Wednesday, March 12, 2014


THE HITCHER (1986) (R) Dir. Robert Harmon
97 mins.
Another one I wish I had seen sooner. Rutger Hauer plays the titular role, and is picked up in the desert, from out of the rain, by Jim Halsey (C. Thomas Howell). Hauer brandishes a switchblade and things go downhill for Jim fast. Jim eventually miraculously escapes the maniac, but the hitcher keeps returning in a marvelous game of cat and mouse that results in Jim's being framed for Hauer's murder spree. Jim is arrested but escapes (you'll just have to see it to see how), and the game becomes essentially a high-octane version of The Farmer in the Dell, where it's the police vs. Jim (although he does take an ally) vs. the hitcher... with lots of car chases, lots of explosions, and lots of mini-strokes in anticipation as to what will happen next. Now, I just gave a few scenes away, but no more! The film is pretty unpredictable, with lots of twists and turns, and they just keep coming scene after scene.
Police versus...
First thing of note is the top-notch cinematography. I mean top-fucking-notch. The camera dances around the movements of the actors and its quite breathtaking at times. The opening sequence in the car cab is so claustrophobic and intense. Even when the movie switches to the open desert (in glorious, glorious widescreen), cars drive by or people or weapons are thrust into the camera. These invasions of the screen again reinforce the claustrophobia, even in open areas, and maintain the audience's parasympathetic reactions throughout the film. This fucking camera absolutely defines the movie's heavy themes of helplessness and enclosure.
Jim versus...
Another heavy theme throughout is the gay undercurrent between Jim and the hitcher. The hitcher grabs Jim's leg early in the movie, and every time he corners Jim he near kisses him when making threats. When Jim spits in his face, the hitcher rubs the saliva on his fingers and into his face and lips. It's very sexual in nature, and it makes a movie from 1986, much like Freddy's Revenge the year before, very subversive for its time.

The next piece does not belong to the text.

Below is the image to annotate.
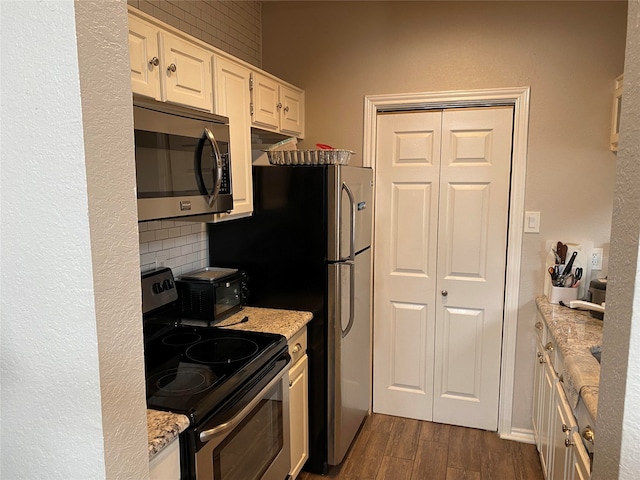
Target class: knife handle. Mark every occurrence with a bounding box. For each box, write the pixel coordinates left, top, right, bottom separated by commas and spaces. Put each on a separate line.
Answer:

Now Rutger Hauer is amazing in this. Totally creepy, totally believable. I didn't see him as a replicant or a blind swordsman all; I saw this scary fucking creep. He NAILED this role, pun intended. But here's the problem: C. Thomas Howell. He is very convincing and earnest at certain points in this movie, especially the beginning, but in many scenes he just comes of as goofy and really hammy. It's just a little incongruent with the sweat-dripping perfection that Hauer is in his role. Really, that's about the only flaw I can find with this film, and it's mildly distracting at best.